Date of Award


Document Type


Degree Name

Doctor of Philosophy (PhD)


Computer Engineering and Sciences

First Advisor

Eraldo Ribeiro

Second Advisor

Georgios Anagnostopoulos

Third Advisor

Shengzhi Zhang

Fourth Advisor

Marius Silaghi


Model-free visual tracking is an important problem in computer vision. The abundance of applications make the problem attractive, and, as a result, significant progress was made, especially in the recent years. A number of reasons make tracking a hard problem: change of lighting conditions throughout the video, change of scale and rotation of the object, as well as frequent and occlusions. In this dissertation, we build upon a tracker known as Struck, which is based on a structured support vector machine. To make the structured tracker robust, we improve it in a number of ways. To make the structured tracker robust to short-time occlusions and falsepositive detections, we propose to use the Robust Kalman filter. Here, we develop a strategy that allows us to detect, and recover from, short-time occlusions and/or incorrect detections. By treating inconsistent detections, which are labeled by the filter as outliers, we show that our new method, called RobStruck, improves the tracking accuracy as measured by standard tracking-accuracy metrics. To guide the tracker into locations that are more likely to contain an object, we propose to use saliency measures. Saliency measures, also known as objectness, estimate how likely a given location in the image to contain an object of any type.
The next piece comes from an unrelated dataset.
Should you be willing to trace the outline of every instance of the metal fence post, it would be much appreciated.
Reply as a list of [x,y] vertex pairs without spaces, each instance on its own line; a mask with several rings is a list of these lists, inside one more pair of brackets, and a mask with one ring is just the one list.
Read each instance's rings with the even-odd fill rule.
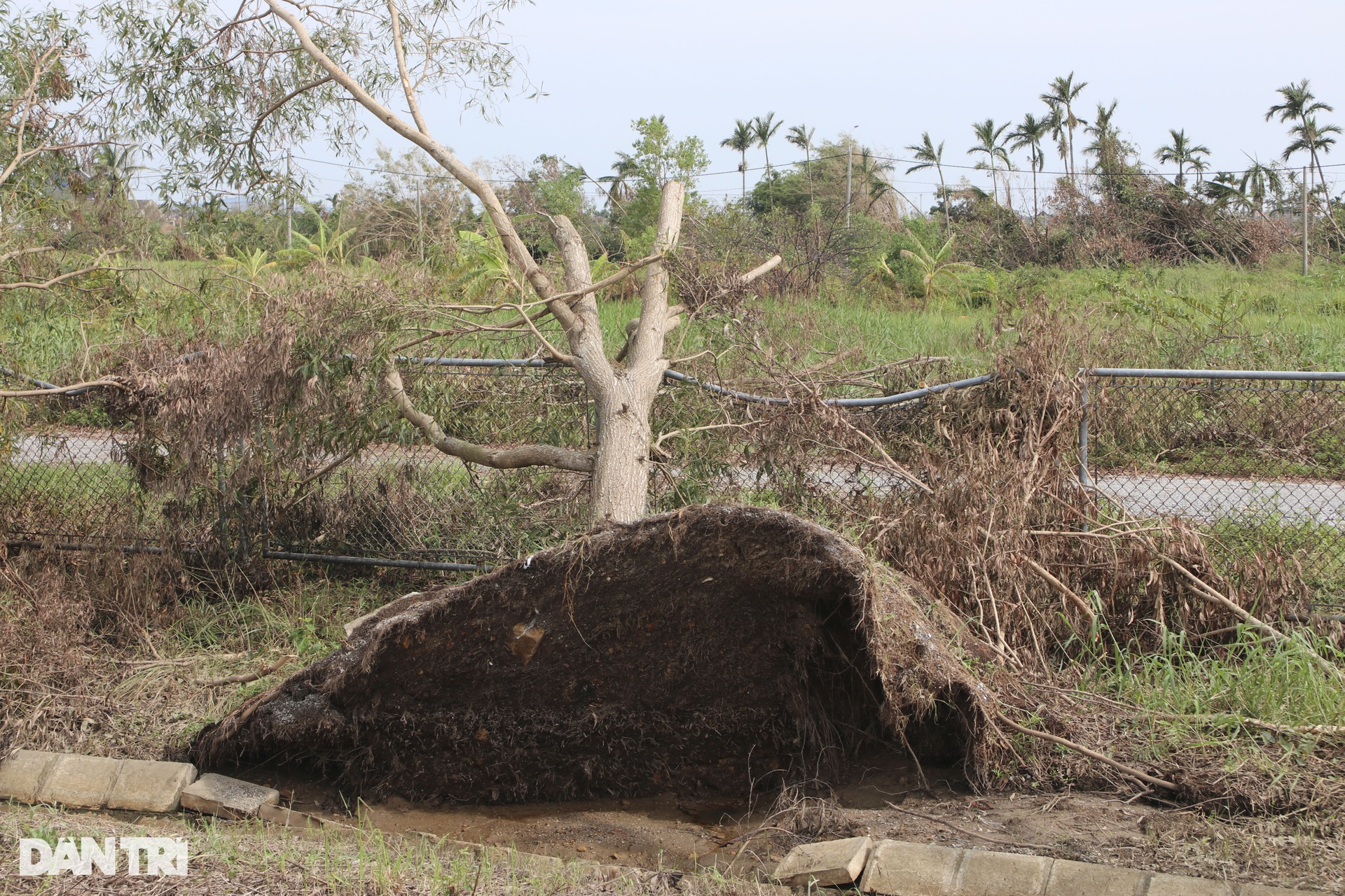
[[1080,369],[1079,379],[1083,384],[1080,390],[1081,410],[1079,416],[1079,485],[1088,489],[1088,371]]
The objectness measures we consider here - straddling and edge density - are based on semantic object segmentation and edge detection. These measures are unsupervised, and are fast to compute - an ideal fit for tracking, where realtime performance is often desired. We build a object-aware tracker, which we call ObjStruck and show that objectness measures improve tracking. To find a better feature representation, we incorporate deep features from prelearned deep-convolutional network in a computationally-efficient manner. Using a M-Best diverse-sampling approach, we can sample a small and diverse set of bounding boxes that are likely to contain the target. These bounding boxes are then used to perform detection using deep features. The resulting tracker, which we call MBestStruck, uses high-quality feature representation while remaining computationally efficient. We systematically evaluate each of our contributions on four different visualtracking benchmarks and compare them to the state-of-the-art.